En outre, précise la Cnuced, sont venues s'ajouter des grèves de travailleurs dans plusieurs ports internationaux, en particulier en Afrique du Sud, en Allemagne, en Corée du Sud et au Royaume-Uni. Les activités du transport maritime ont également été perturbées par des « phénomènes météorologiques extrêmes » : inondations, ouragans et vagues de chaleur en Australie, au Brésil, au Pakistan, en Afrique de l'Est, en Europe et aux États-Unis. « Au quatrième trimestre de 2022, les économistes ont revu à la baisse les prévisions de croissance de l'économie mondiale, sur laquelle plane le spectre de la récession et de la stagflation », souligne le rapport.

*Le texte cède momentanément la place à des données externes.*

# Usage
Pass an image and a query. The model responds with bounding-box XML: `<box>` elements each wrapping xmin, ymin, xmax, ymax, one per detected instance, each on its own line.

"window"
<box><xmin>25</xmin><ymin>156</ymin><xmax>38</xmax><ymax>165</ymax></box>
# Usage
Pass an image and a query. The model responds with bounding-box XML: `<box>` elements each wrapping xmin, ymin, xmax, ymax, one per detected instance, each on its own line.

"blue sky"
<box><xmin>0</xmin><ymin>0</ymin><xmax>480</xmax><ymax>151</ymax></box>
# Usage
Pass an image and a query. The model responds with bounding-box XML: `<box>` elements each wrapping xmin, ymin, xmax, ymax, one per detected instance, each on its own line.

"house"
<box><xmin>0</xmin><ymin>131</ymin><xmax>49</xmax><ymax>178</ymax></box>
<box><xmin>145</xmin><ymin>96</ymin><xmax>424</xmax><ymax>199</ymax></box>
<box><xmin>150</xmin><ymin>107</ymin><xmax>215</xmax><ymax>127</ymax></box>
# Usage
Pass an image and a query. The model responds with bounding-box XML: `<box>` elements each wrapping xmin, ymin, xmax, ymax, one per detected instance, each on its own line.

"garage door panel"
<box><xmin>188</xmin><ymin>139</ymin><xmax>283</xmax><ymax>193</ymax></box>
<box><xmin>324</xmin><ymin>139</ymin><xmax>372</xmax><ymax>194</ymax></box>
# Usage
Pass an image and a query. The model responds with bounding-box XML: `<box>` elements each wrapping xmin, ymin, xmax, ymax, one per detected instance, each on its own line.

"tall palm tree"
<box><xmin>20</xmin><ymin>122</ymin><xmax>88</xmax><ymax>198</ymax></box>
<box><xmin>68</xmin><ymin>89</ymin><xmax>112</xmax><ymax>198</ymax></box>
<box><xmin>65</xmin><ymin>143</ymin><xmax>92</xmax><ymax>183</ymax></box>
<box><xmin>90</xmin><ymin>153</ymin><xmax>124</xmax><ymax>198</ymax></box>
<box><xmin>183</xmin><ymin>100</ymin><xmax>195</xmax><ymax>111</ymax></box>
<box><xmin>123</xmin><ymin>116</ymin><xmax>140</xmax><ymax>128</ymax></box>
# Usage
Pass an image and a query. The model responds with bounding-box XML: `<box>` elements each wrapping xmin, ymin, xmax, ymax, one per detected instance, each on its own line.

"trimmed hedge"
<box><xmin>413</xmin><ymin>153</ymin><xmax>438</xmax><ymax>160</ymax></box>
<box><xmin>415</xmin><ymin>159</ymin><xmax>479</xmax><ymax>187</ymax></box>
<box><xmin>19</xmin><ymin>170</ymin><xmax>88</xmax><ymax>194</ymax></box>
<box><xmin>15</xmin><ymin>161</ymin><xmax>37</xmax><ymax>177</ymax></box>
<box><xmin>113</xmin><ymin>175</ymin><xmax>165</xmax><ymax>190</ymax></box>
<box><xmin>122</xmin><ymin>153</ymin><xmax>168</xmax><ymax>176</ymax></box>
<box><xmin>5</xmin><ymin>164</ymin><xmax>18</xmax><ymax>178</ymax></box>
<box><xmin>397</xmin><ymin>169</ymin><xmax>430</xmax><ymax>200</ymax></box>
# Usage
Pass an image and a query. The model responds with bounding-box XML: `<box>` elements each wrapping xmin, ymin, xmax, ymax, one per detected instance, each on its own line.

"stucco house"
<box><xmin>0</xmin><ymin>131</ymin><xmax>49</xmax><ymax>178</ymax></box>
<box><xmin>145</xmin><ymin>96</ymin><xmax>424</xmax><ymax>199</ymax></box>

Pourtant, les prix du transport maritime du pétrole et du gaz devraient augmenter. Après avoir connu un plus bas historique en 2021, à 6.416 dollars par jour en moyenne (contre près de 70.000 dollars par jour au pic de 2020, à multiplier par le nombre de jours de transport), le coût du transport de l'or noir qui a commencé à augmenter depuis août devrait continuer à progresser en 2023 « du fait d'un potentiel accroissement de la demande et du volume des échanges de pétrole ainsi que d'une réorganisation des flux pétroliers, conséquence de la guerre en Ukraine », indique le rapport (voir graphique).